Our Psalm pictures God as above the waters, like a thunderstorm would be over the Mediterranean sea. Such storms show that God is still in control of the waters. They are a display of his continued dominance and power over the deep. God is still in control of the chaos, and this chaotic world. God is still in control of the powers of evil and death.

And this is a power that the sons of God do not have. As Job 41:25 says of Leviathan, the sea serpent who is the personification of the waters, “When he raises himself up the gods are afraid.” So the heavenly beings must acknowledge Yahweh’s superiority over them.

Next, God should receive praise 2. Because of God’s power over all that is exalted on this earth.

5The voice of the Lord breaks the cedars; the Lord breaks the cedars of Lebanon.” And then also, 9The voice of the Lord twists the oaks and strips the forests bare.”

I just finished cutting up some limbs that came down in our yard from a storm a few months ago. And still have a limb hanging from a storm several years ago that is too high for me to get. And we have all seen how a powerful storm can damage and destroy trees.

But the point is not just that God has this power, trees can represent that which is tall and lofty, what is strong and exalted in this world. Isaiah 2 talks about how God will come against all that is proud and lifted up, and they will be brought low before him. And Isaiah 2:13 specifically says that he is coming “against all the cedars of Lebanon, lofty and lifted up; and against all the oaks of Bashan.”

All that is powerful and exalted in this world is as nothing before the power of God.

Finally, God should be glorified 3. Because of his power over all of Israel.

6He makes Lebanon to skip like a calf, and Sirion like a young wild ox. 7The voice of the Lord flashes forth flames of fire.” He lights up Lebanon. As the lightning and thunder come, Lebanon is like a young animal that runs and skips, here out of fear of the storm. And Mt. Sirion, also called Mt. Hermon, does the same.

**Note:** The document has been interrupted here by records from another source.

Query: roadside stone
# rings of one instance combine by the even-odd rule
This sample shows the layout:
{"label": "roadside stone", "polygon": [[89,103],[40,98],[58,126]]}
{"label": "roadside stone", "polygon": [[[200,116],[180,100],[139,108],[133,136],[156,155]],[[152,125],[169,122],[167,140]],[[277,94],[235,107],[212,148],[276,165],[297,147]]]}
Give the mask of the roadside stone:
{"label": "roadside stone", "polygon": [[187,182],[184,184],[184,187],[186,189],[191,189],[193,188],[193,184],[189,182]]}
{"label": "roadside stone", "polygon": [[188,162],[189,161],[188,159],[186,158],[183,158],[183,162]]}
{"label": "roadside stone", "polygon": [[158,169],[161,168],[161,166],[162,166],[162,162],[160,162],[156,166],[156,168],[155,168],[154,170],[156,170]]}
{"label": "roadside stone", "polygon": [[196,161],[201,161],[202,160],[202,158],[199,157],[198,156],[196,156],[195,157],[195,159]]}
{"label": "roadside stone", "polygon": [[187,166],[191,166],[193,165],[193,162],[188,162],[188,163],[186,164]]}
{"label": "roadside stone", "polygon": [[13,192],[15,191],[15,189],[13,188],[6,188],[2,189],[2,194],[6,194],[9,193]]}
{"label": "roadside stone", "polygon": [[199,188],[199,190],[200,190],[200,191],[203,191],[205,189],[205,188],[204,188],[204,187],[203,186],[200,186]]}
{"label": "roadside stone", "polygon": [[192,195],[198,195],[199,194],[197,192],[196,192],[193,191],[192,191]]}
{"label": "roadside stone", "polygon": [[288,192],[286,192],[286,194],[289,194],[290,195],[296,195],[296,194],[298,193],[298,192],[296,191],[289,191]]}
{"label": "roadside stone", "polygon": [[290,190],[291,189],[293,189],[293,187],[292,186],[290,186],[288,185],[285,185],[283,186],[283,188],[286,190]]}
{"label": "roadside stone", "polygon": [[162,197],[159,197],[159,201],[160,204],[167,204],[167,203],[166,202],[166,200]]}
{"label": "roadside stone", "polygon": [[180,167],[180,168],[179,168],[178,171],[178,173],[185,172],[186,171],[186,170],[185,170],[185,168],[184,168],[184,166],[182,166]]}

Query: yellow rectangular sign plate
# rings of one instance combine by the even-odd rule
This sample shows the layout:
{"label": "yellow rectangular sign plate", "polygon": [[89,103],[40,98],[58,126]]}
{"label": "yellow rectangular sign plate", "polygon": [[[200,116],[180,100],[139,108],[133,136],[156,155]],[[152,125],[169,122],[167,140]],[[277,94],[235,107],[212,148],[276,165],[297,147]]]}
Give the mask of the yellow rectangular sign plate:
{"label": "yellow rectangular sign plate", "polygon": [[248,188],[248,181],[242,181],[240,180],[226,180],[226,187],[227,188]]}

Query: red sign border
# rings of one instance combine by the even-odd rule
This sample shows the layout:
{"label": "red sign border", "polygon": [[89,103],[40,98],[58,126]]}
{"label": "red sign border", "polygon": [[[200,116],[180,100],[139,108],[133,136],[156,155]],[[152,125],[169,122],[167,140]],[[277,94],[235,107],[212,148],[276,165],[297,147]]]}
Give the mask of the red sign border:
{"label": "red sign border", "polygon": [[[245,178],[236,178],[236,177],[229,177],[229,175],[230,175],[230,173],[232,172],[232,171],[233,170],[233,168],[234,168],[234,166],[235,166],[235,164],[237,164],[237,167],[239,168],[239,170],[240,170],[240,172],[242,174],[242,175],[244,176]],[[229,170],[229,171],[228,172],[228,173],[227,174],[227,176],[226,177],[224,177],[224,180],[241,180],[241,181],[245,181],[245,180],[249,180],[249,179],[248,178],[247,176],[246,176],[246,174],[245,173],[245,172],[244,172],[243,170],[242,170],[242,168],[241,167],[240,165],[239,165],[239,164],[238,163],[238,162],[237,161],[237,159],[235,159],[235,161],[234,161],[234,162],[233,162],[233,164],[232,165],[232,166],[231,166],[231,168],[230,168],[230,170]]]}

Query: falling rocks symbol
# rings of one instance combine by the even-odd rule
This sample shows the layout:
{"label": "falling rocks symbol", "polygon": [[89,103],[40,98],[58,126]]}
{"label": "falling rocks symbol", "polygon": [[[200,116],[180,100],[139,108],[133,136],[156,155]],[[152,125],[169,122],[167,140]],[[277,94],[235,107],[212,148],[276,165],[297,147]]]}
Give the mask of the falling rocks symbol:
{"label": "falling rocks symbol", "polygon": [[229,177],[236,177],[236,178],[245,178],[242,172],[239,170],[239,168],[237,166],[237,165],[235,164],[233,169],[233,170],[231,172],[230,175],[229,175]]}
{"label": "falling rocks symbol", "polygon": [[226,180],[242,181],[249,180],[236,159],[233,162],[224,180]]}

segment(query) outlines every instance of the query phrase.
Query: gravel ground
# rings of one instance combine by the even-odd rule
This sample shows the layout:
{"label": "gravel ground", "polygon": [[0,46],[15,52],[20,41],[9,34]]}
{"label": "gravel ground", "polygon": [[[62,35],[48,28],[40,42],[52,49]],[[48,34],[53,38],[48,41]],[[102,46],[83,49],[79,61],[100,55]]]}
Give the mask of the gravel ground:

8The voice of the Lord shakes the wilderness; the Lord shakes the wilderness of Kadesh.” The thunder, which as we know, can make the ground shake under our feet, shakes Kadesh and the surrounding wilderness.

When we look at the geography of this it is really talking about all of Israel.

  • Mt. Hermon or Sirion is on the northern border of Israel and
  • Kadesh is on the southern border.

So God’s power is over all of Israel, from its northernmost point and beyond, to its southernmost point and beyond.

And then we have in vs. 9-10 –

The response of the heavenly beings to God’s power

9And in his temple all cry, ‘Glory!’ 10The Lord sits enthroned over the flood; the Lord sits enthroned as king forever.”

The temple here is most likely God’s heavenly temple, where these heavenly beings are.

In response to the glorious, powerful and majestic voice of the Lord in the storm, they cry out with their own voices, “Glory to God!” They recognize the Lord as the king he is, and that he reigns forever.

And then finally –

The Lord can give us strength and peace

11May the Lord give strength to his people! May the Lord bless his people with peace!”

This isn’t just an add on at the end. This is where we come into this Psalm.

This same God who has power over all things, is the one who takes care of his people. And so he can give us strength when we need it; when we are weak; when we are overwhelmed. The Lord can help us through.

This same God who has power over the chaotic waters, is the one who can give us peace in this chaotic world that we live in. We can have wholeness, settled calm and experience true life.

And so I encourage you to see these from God, who is the source of all our strength and peace and God’s people.